# Testing the random forest CGPM

In [1]:
import numpy as np
import pandas as pd

In [2]:
prng = np.random.RandomState(10)

#### Prepare the population schema

In [3]:
schema = [
    ('categorical', {'k': 79}),  # 0 Country_of_Operator
    ('categorical', {'k': 346}), # 1 Operator_Owner
    ('categorical', {'k': 18}),  # 2 Users
    ('categorical', {'k': 46}),  # 3 Purpose
    ('categorical', {'k': 4}),   # 4 Class_of_Orbit
    ('categorical', {'k': 7}),   # 5 Type_of_Orbit
    ('normal', None),            # 6 Perigee_km
    ('normal', None),            # 7 Apogee_km
    ('normal', None),            # 8 Eccentricity
    ('normal', None),            # 9 Period_minutes
    ('normal', None),            # 10 Launch_Mass_kg
    ('normal', None),            # 11 Dry_Mass_kg
    ('normal', None),            # 12 Power_watts
    ('normal', None),            # 13 Date_of_Launch
    ('normal', None),            # 14 Anticipated_Lifetime
    ('categorical', {'k': 282}), # 15 Contractor
    ('categorical', {'k': 54}),  # 16 Country_of_Contractor
    ('categorical', {'k': 25}),  # 17 Launch_Site
    ('categorical', {'k': 141}), # 18 Launch_Vehicle
    ('categorical', {'k': 38}),  # 19 Source_Used_for_Orbital_Data
    ('normal', None),            # 20 longitude_radians_of_geo
    ('normal', None),            # 21 Inclination_radians
]

#### Load observations from .csv file

In [4]:
from sklearn.preprocessing import Imputer

In [5]:
df = pd.read_csv('/tmp/satellites.coded.csv', index_col=False)
variables = range(len(df.columns))

In [6]:
target = 2
covariates = [v for v in variables if v != target]

In [7]:
X = (df.values)[:,covariates]
y = (df.values)[:,target]

In [8]:
def impute_column(X, i):
    stattype, _distargs = schema[i]
    strategy = 'mean' if stattype is 'normal' else 'most_frequent'
    imputer = Imputer(strategy=strategy)
    X_reshape = np.reshape(X[:,i], (-1,1))
    X_imputed = imputer.fit_transform(X_reshape)
    return np.ravel(X_imputed)

In [9]:
for i, _covariate in enumerate(covariates):
    X[:,i] = impute_column(X, i)

#### Run classification using sklearn forest.

In [10]:
from sklearn.ensemble import RandomForestClassifier
from sklearn.metrics import accuracy_score

In [11]:
def get_predictive_accuracy():
    rowids = np.arange(len(y))
    train_rows = prng.choice(rowids, replace=False, size=800)
    test_rows = rowids[~np.isin(rowids, train_rows)]
    X_train = X[train_rows]
    y_train = y[train_rows]
    X_test = X[test_rows]
    y_test = y[test_rows]
    seed = prng.randint(2**32-1,)
    forest = RandomForestClassifier(random_state=seed)
    forest.fit(X_train, y_train)
    y_prediction = forest.predict(X_test)
    return accuracy_score(y_prediction, y_test)

In [12]:
accuracies0 = [get_predictive_accuracy() for _i in xrange(10)]

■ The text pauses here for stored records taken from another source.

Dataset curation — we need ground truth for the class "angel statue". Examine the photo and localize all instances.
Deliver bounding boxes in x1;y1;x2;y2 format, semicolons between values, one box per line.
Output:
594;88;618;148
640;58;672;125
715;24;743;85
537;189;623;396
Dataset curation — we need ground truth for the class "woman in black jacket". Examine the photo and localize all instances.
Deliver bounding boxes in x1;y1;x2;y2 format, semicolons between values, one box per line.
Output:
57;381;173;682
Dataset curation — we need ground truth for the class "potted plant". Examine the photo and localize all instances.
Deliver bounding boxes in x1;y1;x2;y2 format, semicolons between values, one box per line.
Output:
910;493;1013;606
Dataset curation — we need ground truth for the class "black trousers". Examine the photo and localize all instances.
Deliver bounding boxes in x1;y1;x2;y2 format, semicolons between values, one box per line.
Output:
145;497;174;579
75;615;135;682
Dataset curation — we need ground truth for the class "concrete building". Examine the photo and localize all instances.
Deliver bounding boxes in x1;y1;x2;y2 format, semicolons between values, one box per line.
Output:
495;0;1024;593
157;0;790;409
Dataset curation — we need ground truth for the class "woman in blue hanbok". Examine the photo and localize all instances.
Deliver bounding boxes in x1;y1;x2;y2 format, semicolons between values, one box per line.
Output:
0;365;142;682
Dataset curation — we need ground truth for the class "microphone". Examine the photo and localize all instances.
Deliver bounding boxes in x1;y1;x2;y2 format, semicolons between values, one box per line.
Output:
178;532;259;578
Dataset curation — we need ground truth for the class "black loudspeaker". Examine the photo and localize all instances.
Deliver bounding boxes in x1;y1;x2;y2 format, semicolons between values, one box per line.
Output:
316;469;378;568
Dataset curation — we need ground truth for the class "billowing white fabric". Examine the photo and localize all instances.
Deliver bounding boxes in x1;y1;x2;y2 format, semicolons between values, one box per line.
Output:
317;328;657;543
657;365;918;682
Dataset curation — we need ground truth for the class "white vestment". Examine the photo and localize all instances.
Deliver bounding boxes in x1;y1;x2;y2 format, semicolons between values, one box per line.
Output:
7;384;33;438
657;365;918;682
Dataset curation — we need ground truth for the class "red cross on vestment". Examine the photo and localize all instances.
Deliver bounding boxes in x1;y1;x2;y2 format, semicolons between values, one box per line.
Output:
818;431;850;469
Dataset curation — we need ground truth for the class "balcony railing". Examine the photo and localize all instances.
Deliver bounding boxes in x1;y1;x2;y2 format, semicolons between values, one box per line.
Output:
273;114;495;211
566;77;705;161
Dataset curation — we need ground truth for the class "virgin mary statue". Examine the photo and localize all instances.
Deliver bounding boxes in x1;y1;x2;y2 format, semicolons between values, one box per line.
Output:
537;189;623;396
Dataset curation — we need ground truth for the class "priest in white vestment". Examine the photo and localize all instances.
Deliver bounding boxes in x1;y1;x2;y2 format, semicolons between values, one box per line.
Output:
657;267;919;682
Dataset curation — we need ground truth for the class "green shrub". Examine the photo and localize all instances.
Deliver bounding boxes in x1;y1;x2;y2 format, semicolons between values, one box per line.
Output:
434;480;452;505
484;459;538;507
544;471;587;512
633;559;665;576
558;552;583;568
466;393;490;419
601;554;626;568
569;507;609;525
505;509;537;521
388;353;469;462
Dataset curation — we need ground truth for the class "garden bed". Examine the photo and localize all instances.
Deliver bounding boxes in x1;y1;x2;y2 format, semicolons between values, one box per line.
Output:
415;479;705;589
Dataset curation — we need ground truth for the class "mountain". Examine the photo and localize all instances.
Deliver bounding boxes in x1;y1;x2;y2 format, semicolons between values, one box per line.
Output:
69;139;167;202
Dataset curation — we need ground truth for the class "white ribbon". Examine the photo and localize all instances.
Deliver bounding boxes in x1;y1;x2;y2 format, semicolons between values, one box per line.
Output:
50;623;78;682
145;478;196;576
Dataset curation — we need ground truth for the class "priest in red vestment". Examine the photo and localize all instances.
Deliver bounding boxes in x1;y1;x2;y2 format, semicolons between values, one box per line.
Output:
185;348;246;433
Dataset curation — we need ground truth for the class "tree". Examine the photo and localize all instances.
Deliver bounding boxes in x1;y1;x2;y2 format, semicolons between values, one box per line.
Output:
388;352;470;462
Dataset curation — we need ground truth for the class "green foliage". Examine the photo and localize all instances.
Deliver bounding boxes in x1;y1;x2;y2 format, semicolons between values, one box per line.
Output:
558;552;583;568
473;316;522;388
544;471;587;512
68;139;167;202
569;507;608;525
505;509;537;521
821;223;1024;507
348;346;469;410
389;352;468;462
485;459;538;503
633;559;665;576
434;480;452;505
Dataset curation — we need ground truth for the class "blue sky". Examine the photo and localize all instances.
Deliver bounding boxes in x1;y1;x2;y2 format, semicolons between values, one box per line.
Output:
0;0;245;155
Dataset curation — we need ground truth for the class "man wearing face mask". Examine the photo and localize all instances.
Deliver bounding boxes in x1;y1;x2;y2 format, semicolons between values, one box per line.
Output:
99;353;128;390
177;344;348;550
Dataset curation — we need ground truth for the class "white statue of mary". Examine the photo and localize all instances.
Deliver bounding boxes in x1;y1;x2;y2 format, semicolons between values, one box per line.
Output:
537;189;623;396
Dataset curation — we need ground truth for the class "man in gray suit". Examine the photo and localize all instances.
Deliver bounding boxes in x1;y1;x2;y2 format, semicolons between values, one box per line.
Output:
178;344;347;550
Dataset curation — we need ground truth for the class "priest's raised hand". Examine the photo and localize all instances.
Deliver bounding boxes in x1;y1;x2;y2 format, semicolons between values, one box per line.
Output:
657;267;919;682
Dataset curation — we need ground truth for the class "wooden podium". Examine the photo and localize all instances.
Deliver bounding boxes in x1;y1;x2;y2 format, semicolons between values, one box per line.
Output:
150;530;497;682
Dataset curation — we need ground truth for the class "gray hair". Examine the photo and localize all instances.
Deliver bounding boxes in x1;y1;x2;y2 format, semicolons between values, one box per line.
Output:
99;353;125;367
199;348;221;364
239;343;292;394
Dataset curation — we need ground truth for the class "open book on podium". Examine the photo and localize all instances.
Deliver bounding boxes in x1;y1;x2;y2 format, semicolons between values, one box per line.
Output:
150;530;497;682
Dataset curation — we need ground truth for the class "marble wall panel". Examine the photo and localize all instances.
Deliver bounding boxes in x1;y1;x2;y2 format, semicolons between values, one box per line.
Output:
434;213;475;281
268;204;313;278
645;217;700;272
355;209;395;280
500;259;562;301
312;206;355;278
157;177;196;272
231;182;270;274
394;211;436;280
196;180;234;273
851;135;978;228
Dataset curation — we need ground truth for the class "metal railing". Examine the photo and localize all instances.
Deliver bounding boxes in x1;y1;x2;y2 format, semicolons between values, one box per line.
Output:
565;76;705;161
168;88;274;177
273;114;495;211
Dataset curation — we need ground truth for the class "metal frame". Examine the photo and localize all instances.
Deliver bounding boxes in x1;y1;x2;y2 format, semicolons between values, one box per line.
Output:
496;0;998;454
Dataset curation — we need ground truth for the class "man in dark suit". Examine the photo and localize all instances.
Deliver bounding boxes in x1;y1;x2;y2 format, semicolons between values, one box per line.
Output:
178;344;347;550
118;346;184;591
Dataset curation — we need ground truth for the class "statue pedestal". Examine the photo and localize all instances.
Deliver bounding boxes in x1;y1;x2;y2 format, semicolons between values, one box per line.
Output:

#### Run classification using cgpm forest.

In [13]:
from cgpm2.forest import RandomForest
from collections import Counter

In [14]:
def get_predictive_accuracy_cgpm():
    # Test set.
    rowids = np.arange(len(y))
    train_rows = prng.choice(rowids, replace=False, size=800)
    test_rows = rowids[~np.isin(rowids, train_rows)]
    X_train = X[train_rows]
    y_train = y[train_rows]
    X_test = X[test_rows]
    y_test = y[test_rows]
    # Build forest.
    levels = [s[1]['k'] if s[1] else None for (i, s) in enumerate(schema) if i != target]
    assert len(levels) == len(covariates)
    distargs = {'k':18, 'levels':levels}
    forest = RandomForest(outputs=[target], inputs=covariates, distargs=distargs, rng=prng)
    # Incorporate data.
    for rowid, (value_output, values_inputs) in enumerate(zip(y_train, X_train)):
        inputs = dict(zip(covariates, values_inputs))
        observation = {target: value_output}
        forest.incorporate(rowid, observation ,inputs)
    forest.transition()
    # Fetch predictions (rebuild for testing only).
    metadata = forest.to_metadata()
    forest = RandomForest.from_metadata(metadata, prng)
    y_prediction = []
    for (value_output, values_inputs) in zip(y_test, X_test):
        inputs = dict(zip(covariates, values_inputs))
        samples_dict = forest.simulate(None, forest.outputs, inputs=inputs, N=100)
        samples_list = [s[target] for s in samples_dict]
        counter = Counter(samples_list)
        prediction = counter.most_common(1)[0][0]
        y_prediction.append(prediction)
    return accuracy_score(y_prediction, y_test)

In [15]:
accuracies1 = [get_predictive_accuracy_cgpm() for _i in xrange(10)]

In [16]:
accuracies1

[0.8228882833787466,
 0.8119891008174387,
 0.784741144414169,
 0.7956403269754768,
 0.8010899182561307,
 0.7983651226158038,
 0.8147138964577657,
 0.8174386920980926,
 0.8147138964577657,
 0.782016348773842]